One such crew was that of the Krilot Lok, sinewy long folk from the [eastern] edge of Atmora. Their ruddy skin matched the dawn and it was often said that morning herself learned [her glorious colors from] the first faces to meet her at the break of day. The great Kyne lifted their souls and their winds, propelling them westwards with the new lands of Tamriel ever beckoning to the south.

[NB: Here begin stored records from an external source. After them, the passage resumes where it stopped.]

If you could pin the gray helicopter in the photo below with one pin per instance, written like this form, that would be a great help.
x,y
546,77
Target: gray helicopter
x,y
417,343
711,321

In time, these perpetual wanderers came upon sights fearsome and terrible. Entire kingdoms of men beyond their recognition, skin charred like overcooked meat. Elves [even more devious than the northern betrayers] disgraced their horizons, until they learned the sheltered ways between. Great deserts the likes of which were never known in the homeland, peopled by beasts that spoke like men, with the [savagery?] of elves. Many a notable and well-sung Companion met his end at the spears of the legged snakes of the southern marsh.
Among the brave crew of the Krilot Lok were of Roeth and Breff the Elder, the great Shield-Brothers (who often swapped spears), and [their] war-wives, Britte and Greyf (the fair child), Shield-Sisters in their own right who could bring [the face of terror?] across the ice-chilled seas. Together these four stared into the abyss of trees that formed the foul-smelling homeland of the snake-men. And as they were blessed Atmorans who feared no shore of Tamriel, they ventured forth to seek out their glories in the most dangerous of these new lands.
Onward they flew, ravaging the swamplands, beating a trail between themselves and their ship such that they would never lose sight of the shore. In the far-off day when at last Roeth would fall, when Britte screamed her famed war-cry so that all the marshes were emptied, this trail would fill once more with the treacherous snake men. So began the [burning?] march of these great captains of us all.